When Obama was President, the most scathing questions I got were those asking when Obama would visit their countries as they’re very excited to welcome him. And why I don’t have the same accent as all the other cowboys and wild west Americans they see on TV.
#2: Now with the series of travel bans trying to make their way into law, travelling to banned countries or recruiting consultants to do so is increasingly dangerous and difficult.
When we hire experts for various activities in countries, we like to hire ones that know the country context, know the language, can relate to the people. If I have a project running in Yemen (one of the proposed banned countries), I want to hire an Arabic speaker at the very least and would prefer an actual person from or originally from Yemen. Do we have a consultant pool that includes Yemenite-Americans with expertise I’m looking for? YES! Does that person want to leave the US right now to go to a potentially banned country and risk not being able to get back in, even though they possess a US passport or green card? HELL NO!
And as for going myself… do you suppose it’s now a bit more dangerous or difficult for any American to be trying to work with governments of these countries on behalf of my own government who has banned their citizens from even visiting? YES. Do you suppose people might be angry that they waited in line for 2 years, went through all the paperwork and hassle to be extreme vetted, and then after they were finally approved were then unapproved because of Trump’s executive orders? YOU BET! Do you think angry people like to riot or protest more? YES INDEED!
#3: Americans make great terrorism targets when US politicians continue to give terrorists ammunition to increase their hatred and justification for doing so.

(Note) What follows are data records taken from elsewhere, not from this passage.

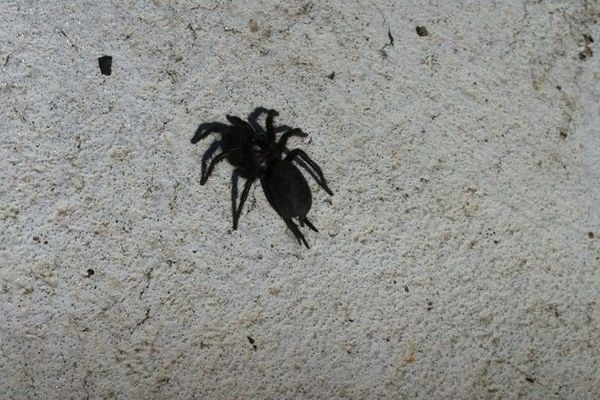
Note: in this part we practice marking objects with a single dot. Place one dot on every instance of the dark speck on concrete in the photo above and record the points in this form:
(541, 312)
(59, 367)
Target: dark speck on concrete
(422, 31)
(105, 63)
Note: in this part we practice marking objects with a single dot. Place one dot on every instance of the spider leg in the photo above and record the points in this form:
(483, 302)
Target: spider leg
(296, 232)
(209, 153)
(214, 162)
(310, 225)
(238, 212)
(304, 157)
(207, 128)
(258, 111)
(271, 114)
(284, 138)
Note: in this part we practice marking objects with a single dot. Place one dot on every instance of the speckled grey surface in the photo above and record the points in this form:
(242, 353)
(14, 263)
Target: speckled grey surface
(459, 257)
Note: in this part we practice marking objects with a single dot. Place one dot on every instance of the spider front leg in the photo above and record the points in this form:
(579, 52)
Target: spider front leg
(284, 138)
(214, 162)
(237, 213)
(304, 157)
(271, 114)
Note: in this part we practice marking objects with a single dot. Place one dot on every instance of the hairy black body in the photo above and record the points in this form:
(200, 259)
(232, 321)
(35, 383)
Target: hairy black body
(255, 153)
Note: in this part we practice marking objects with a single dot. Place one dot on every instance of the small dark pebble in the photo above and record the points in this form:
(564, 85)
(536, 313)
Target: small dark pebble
(422, 31)
(251, 340)
(105, 63)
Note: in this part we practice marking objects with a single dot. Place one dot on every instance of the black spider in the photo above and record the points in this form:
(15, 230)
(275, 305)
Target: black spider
(257, 154)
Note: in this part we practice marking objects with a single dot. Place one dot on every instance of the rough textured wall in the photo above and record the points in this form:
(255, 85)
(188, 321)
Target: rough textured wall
(458, 258)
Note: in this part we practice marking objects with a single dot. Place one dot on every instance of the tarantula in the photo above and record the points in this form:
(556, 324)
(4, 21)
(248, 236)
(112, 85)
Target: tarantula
(255, 153)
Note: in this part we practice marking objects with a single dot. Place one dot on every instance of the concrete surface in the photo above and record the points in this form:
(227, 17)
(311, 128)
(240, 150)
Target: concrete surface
(458, 259)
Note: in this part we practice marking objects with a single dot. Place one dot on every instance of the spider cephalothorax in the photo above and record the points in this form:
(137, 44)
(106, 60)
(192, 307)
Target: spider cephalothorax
(255, 153)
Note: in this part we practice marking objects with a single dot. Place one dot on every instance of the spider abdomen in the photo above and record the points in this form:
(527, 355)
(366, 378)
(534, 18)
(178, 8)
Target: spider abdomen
(287, 190)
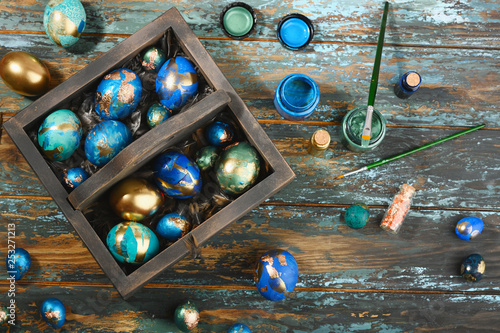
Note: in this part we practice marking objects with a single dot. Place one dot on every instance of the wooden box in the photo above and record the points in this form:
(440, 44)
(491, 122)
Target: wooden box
(222, 98)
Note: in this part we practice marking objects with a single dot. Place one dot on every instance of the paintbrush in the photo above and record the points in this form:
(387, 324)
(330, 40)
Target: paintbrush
(367, 128)
(393, 158)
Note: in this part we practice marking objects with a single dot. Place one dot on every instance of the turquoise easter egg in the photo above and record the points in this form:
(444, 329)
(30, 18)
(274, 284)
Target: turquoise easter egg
(105, 141)
(59, 135)
(132, 242)
(64, 21)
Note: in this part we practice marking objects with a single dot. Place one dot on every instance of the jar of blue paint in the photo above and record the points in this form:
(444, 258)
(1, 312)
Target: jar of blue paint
(295, 31)
(296, 97)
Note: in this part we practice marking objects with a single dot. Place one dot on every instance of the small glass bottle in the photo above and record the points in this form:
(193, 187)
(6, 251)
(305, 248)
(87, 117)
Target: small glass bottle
(394, 216)
(407, 85)
(319, 142)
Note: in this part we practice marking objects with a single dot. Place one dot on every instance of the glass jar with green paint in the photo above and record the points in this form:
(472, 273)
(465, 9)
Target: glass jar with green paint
(352, 128)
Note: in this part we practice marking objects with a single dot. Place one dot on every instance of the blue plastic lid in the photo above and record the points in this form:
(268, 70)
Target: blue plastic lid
(295, 31)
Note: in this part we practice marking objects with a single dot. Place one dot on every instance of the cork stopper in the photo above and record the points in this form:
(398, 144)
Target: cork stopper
(320, 139)
(413, 79)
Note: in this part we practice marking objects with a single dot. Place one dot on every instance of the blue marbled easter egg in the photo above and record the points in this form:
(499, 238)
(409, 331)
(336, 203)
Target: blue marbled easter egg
(59, 135)
(177, 175)
(157, 114)
(118, 94)
(176, 82)
(173, 226)
(73, 177)
(106, 140)
(18, 263)
(239, 328)
(64, 21)
(219, 134)
(469, 227)
(276, 274)
(53, 312)
(132, 242)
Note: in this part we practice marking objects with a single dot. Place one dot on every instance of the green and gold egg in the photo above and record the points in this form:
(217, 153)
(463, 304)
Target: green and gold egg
(238, 168)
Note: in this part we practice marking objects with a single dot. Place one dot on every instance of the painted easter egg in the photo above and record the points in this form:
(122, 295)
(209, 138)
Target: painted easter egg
(276, 274)
(473, 268)
(132, 242)
(157, 114)
(173, 226)
(118, 94)
(134, 199)
(18, 263)
(74, 177)
(239, 328)
(186, 316)
(238, 168)
(177, 175)
(219, 134)
(106, 140)
(207, 157)
(176, 82)
(152, 59)
(24, 73)
(59, 135)
(64, 21)
(357, 215)
(469, 227)
(53, 312)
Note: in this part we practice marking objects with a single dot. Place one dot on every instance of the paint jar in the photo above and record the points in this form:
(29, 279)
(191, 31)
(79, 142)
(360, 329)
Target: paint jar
(319, 142)
(296, 97)
(295, 31)
(407, 85)
(396, 213)
(238, 20)
(352, 128)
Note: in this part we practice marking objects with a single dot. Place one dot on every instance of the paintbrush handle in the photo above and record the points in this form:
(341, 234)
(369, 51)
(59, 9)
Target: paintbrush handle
(378, 56)
(393, 158)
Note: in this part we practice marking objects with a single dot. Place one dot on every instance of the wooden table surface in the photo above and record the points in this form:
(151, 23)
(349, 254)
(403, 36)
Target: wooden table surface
(350, 280)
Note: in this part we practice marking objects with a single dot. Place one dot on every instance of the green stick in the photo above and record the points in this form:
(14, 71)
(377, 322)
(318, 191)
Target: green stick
(393, 158)
(367, 129)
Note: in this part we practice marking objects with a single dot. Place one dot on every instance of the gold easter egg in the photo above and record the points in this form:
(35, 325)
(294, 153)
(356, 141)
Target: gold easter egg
(134, 199)
(24, 73)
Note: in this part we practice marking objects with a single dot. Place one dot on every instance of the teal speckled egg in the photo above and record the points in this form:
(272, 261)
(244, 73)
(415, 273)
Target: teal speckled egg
(60, 134)
(132, 242)
(238, 168)
(64, 21)
(357, 215)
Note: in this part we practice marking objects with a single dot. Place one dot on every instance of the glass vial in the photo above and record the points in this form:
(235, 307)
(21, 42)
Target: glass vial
(394, 216)
(407, 85)
(319, 142)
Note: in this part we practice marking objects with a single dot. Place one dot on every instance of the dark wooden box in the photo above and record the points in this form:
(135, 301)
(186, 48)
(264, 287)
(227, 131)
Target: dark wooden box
(142, 150)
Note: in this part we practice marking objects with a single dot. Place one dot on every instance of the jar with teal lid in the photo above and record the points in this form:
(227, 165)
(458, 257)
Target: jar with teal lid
(352, 128)
(296, 97)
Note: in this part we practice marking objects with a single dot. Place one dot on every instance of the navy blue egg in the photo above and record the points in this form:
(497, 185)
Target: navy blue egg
(73, 177)
(176, 82)
(239, 328)
(173, 226)
(18, 262)
(118, 94)
(276, 274)
(469, 228)
(219, 134)
(53, 312)
(177, 175)
(105, 141)
(473, 268)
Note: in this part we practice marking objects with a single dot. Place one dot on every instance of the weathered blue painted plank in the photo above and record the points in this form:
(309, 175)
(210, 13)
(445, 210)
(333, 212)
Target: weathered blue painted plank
(426, 255)
(94, 309)
(467, 23)
(459, 86)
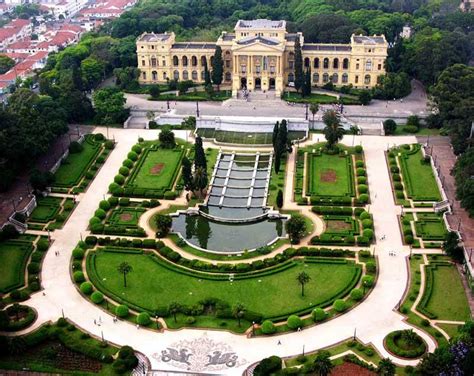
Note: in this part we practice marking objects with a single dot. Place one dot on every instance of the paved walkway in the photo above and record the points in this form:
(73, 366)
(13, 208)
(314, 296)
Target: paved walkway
(372, 319)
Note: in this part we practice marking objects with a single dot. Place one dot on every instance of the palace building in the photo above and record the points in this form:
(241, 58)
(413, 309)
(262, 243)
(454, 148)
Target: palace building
(259, 55)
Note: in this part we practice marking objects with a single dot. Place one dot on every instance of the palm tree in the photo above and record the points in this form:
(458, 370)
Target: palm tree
(322, 363)
(333, 130)
(386, 367)
(314, 108)
(303, 278)
(174, 308)
(410, 337)
(200, 179)
(124, 268)
(238, 311)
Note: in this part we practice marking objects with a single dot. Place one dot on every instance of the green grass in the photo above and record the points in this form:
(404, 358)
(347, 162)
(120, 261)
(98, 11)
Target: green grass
(317, 98)
(448, 299)
(246, 138)
(153, 284)
(46, 209)
(75, 165)
(329, 175)
(418, 177)
(14, 255)
(167, 160)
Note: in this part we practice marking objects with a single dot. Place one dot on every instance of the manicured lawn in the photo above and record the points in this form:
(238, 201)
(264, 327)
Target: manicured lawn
(330, 175)
(418, 177)
(75, 165)
(153, 284)
(46, 210)
(448, 299)
(253, 138)
(157, 169)
(13, 259)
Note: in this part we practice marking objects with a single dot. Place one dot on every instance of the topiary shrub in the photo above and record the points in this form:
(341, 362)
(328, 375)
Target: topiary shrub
(339, 305)
(362, 188)
(368, 233)
(104, 205)
(268, 327)
(357, 294)
(121, 310)
(78, 253)
(78, 277)
(97, 297)
(119, 179)
(86, 288)
(294, 322)
(143, 319)
(318, 314)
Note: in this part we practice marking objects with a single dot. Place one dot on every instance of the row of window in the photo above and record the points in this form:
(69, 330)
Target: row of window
(333, 78)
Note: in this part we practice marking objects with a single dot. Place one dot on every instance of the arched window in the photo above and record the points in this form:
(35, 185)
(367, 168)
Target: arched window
(345, 63)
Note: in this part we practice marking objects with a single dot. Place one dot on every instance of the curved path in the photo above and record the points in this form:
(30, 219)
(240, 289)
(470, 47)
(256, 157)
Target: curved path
(372, 319)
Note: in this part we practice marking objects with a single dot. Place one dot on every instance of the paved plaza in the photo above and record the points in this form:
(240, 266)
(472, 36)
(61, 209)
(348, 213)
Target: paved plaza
(370, 321)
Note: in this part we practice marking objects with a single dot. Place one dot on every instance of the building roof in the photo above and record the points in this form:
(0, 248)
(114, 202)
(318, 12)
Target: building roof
(260, 24)
(195, 46)
(259, 39)
(325, 47)
(152, 37)
(363, 39)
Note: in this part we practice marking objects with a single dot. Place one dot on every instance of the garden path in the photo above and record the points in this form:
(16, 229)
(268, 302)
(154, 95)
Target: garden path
(370, 321)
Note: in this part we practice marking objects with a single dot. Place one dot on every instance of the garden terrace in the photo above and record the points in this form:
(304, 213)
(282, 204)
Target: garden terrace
(437, 301)
(20, 265)
(330, 179)
(245, 138)
(149, 171)
(79, 168)
(191, 288)
(50, 213)
(412, 176)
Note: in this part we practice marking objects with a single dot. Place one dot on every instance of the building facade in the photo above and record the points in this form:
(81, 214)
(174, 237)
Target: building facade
(260, 55)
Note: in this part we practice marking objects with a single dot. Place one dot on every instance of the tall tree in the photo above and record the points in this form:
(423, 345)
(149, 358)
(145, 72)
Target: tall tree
(124, 268)
(238, 311)
(299, 75)
(303, 278)
(217, 67)
(187, 173)
(333, 130)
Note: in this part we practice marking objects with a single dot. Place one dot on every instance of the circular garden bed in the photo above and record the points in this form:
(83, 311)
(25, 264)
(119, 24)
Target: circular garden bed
(17, 317)
(405, 344)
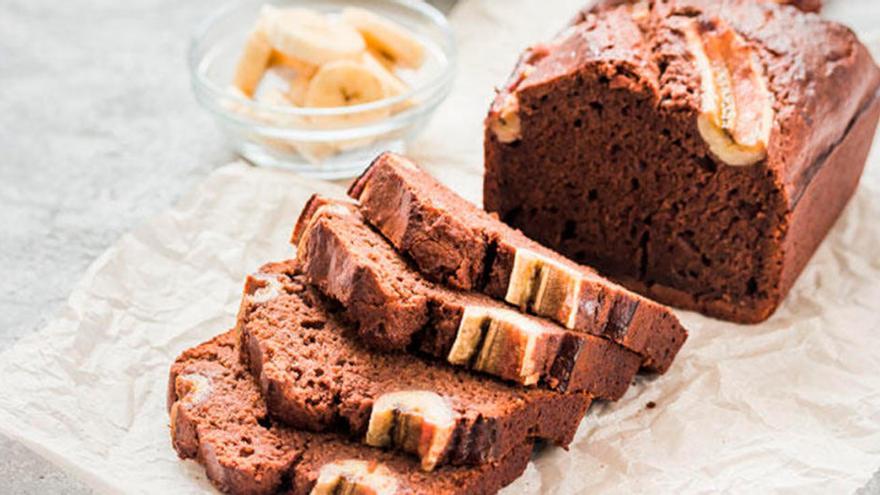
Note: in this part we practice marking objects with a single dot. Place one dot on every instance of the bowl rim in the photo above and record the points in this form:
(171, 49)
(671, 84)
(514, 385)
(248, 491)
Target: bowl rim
(438, 82)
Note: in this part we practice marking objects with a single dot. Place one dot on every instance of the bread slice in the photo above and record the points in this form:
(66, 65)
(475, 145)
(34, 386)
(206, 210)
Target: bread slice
(316, 374)
(219, 418)
(397, 307)
(453, 241)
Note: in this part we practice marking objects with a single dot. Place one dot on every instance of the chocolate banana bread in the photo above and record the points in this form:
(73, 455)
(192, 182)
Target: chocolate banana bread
(350, 262)
(696, 150)
(219, 418)
(315, 374)
(453, 241)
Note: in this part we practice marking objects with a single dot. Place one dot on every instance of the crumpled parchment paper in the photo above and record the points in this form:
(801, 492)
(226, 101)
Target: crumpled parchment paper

This is even an argument the likes of John McCain and Lindsey Graham have warned about. By not giving people a chance for a safer and better life, through decent immigration or refugee policies, through our foreign assistance in development and emergency contexts, and through good diplomacy with countries and their leaders, we take away hope for people living on the brink of poverty and security. This gives credence to the propaganda from ISIS and other terrorist groups claiming that the West is evil and doesn’t care about them. This leads to people making the only choice they feel they have, which is to join with these forces for their survival and that of their children. The end result is greater numbers of terrorists and greater chances of them feeling like they should target the white person who is probably in their country to make things worse, because we can’t possibly be there for any good reasons. To be fair, we don’t have the cleanest record either, even when saying we’re being helpful.